Higgins salutes lifetime achievement of old friend and veteran actor Niall Tóibín

IF YOU are going to be upstaged on a night you receive a lifetime achievement award you might as well be upstaged by an old friend…

IF YOU are going to be upstaged on a night you receive a lifetime achievement award you might as well be upstaged by an old friend who just happens to be the next president of Ireland.

Veteran actor Niall Tóibín was given the Irish Film and Television Academy lifetime achievement award last night and President-elect Michael D Higgins turned up to present it to him.

The pair know each other “as long as I’m going to the theatre,” Higgins said when he arrived at the Irish Film Institute last night with his son Daniel.

Higgins took time out from writing his inauguration speech to honour Tóibín.

READ MORE

“When I heard it was Niall getting a lifetime award I wanted to be here,” he said.

The friends embraced last night before going on to the auditorium where Tóibín, who will be 82 later this month, reminisced on his life as an actor and stand-up comedian – stretching back to his time in primary school.

When asked by Gay Byrne why he got into acting, Tóibín responded with his trademark self-deprecating humour: “Because I knew I was great and because it made me rich – not really.”

He rated his stage appearance as Brendan Behan in The Borstal Boyas the highlight of a long career on stage, screen and television.

He won a Tony on Broadway for his appearance in the play and was synonymous in the public mind with Behan for decades.
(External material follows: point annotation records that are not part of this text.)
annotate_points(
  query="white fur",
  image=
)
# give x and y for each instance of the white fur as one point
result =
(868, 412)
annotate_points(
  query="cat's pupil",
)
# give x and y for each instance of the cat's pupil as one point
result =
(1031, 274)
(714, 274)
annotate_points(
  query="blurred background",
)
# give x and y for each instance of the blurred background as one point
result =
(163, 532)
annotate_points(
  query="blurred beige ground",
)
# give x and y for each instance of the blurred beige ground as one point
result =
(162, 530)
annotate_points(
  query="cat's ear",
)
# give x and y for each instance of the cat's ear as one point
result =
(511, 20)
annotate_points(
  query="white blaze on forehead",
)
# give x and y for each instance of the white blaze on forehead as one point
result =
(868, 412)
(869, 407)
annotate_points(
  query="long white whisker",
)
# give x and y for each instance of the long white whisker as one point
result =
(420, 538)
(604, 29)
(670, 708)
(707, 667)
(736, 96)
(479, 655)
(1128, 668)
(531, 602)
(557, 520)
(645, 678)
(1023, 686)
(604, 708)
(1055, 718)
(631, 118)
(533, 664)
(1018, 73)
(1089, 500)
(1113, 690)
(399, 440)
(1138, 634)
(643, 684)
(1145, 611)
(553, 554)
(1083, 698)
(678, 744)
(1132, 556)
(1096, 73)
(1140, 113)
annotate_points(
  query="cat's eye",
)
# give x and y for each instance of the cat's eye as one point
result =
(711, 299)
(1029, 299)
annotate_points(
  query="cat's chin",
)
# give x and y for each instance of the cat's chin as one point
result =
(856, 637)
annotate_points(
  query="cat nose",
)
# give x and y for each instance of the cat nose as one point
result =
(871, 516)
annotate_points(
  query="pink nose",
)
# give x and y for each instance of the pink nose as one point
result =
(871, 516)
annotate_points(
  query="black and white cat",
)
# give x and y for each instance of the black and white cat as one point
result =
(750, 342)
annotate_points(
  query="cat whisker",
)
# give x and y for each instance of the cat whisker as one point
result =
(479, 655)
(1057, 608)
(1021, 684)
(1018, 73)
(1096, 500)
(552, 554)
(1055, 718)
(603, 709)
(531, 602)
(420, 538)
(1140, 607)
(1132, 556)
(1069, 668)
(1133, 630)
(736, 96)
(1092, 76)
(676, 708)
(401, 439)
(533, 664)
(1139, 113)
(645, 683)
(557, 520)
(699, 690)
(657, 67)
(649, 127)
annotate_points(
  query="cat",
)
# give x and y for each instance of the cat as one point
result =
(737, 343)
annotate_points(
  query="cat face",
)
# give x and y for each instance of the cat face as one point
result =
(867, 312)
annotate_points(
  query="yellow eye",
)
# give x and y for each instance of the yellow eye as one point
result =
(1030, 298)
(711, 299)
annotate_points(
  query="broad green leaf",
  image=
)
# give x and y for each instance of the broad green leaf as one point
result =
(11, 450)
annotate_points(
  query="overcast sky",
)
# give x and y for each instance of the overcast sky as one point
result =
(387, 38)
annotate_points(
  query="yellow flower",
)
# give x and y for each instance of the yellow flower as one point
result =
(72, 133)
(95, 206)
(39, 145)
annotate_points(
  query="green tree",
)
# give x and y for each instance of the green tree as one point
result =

He knew the writer personally in the 1950s, describing him as an “absolute howl” when sober but a “pitiful drunk”.

Tóibín became quite emotional talking about his late wife, Judy, who died after a long battle with cancer 10 years ago. The couple had five children. She was a “wonderful woman with a big heart”, he said.

Before presenting the lifetime achievement award, Higgins thanked the crowd for the standing ovation they gave him, but said “this is Niall’s night”.

Niall had a “great sophisticated brain, but a great wonderful heart that aspired to the best things that Irish people aspire to,” Higgins said.

For Tóibín it was the “greatest privilege” to have “Michael D – he’s only President-elect yet” to present him with the award.

“If you have any problems up there just give me a ring. I’ll do my best for you.”

Among those who turned out last night for the award were actors Stephen Rea, Bosco Hogan and Bryan Murray.